23-02-2024

This code is designed to evaluate mathematical expressions that are given in Reverse Polish Notation (RPN). RPN is a mathematical notation where every operator follows all of its operands. For example, the expression 3 4 + in RPN is equivalent to 3 + 4 in standard notation.


#include <iostream>
#include <stack> // Includes stack data structure.

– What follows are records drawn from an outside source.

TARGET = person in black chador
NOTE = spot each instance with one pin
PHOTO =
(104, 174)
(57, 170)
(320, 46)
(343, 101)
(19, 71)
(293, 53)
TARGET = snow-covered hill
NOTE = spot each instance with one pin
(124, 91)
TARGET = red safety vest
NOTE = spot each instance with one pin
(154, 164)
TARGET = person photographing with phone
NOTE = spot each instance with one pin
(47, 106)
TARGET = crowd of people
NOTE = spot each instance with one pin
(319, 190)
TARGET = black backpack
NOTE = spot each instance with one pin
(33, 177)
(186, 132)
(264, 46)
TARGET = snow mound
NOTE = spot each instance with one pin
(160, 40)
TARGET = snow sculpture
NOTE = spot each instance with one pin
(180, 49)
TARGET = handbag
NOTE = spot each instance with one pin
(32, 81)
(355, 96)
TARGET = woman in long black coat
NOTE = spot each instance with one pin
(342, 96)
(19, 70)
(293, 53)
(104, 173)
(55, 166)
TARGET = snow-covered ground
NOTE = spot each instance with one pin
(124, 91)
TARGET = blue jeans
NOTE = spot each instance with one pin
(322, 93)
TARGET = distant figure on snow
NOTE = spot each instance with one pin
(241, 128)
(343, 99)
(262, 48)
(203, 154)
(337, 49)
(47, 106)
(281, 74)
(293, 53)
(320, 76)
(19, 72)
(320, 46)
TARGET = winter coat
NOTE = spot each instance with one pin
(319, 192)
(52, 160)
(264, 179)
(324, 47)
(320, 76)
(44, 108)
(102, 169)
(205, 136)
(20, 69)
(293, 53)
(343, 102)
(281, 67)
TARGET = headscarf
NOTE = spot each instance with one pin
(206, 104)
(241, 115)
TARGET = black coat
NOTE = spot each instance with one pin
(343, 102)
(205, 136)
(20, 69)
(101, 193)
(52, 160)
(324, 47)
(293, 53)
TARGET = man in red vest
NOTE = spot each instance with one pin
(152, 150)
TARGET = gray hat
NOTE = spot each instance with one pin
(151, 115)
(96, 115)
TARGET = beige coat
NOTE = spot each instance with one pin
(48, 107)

Is used to handle operand storage and manipulation.
#include <sstream> // String manipulation and parsing.
#include <cmath> // This includes Mathematical functions.
#include <cctype> // Character handling functions.

double evaluateRPN(std::string expression) {
    std::stack<double> numbers; // Stack to store operands.
    std::string token; // Token to represent individual elements (operands or operators) extracted from the input expression.
    
    // Iterate over the expression.
    for (int i = 0; i < expression.size(); i++) { //If the character is a digit or a negative sign followed by a digit, it's an operand.
        // If the character is a digit or a negative sign followed by a digit, it's an operand.
        if (isdigit(expression[i]) || (expression[i] == '-' && isdigit(expression[i+1]))) {
            // Build the operand.
            while (i < expression.size() && (isdigit(expression[i]) || expression[i] == '.')) {
                token += expression[i++];
            }
            // Push the operand to the stack.
            numbers.push(std::stod(token));
            token.clear();
        }
        // If the character is an operator, perform the operation.
        if (i < expression.size()) {
            char op = expression[i];
            if (op == '+' || op == '-' || op == '*' || op == '/' || op == '^') {
                double operand2 = numbers.top();
                numbers.pop();
                double operand1 = numbers.top();
                numbers.pop();
                switch(op) {
                    case '+':
                        numbers.push(operand1 + operand2);
                        break;
                    case '-':
                        numbers.push(operand1 - operand2);
                        break;
                    case '*':
                        numbers.push(operand1 * operand2);
                        break;
                    case '/':
                        numbers.push(operand1 / operand2);
                        break;
                    case '^':
                        numbers.push(std::pow(operand1, operand2));
                        break;
                    default:
                        std::cerr << "Invalid operator: " << op << std::endl;
                        return 0;
                }
            }
        }
    }
    // If the stack is not empty, the top of the stack is the result.
    if (!numbers.empty()) {
        double result = numbers.top();
        numbers.pop();
        return result;
    } else {
        std::cerr << "Invalid expression" << std::endl;
        return 0;
    }
}

int main() {
    std::string expression;
    std::cout << "Enter:";
    std::getline(std::cin, expression);
    double result = evaluateRPN(expression);
    std::cout << "Result: " << result << std::endl;
    return 0;
}

//i is just a counter going through each letter in the math problem.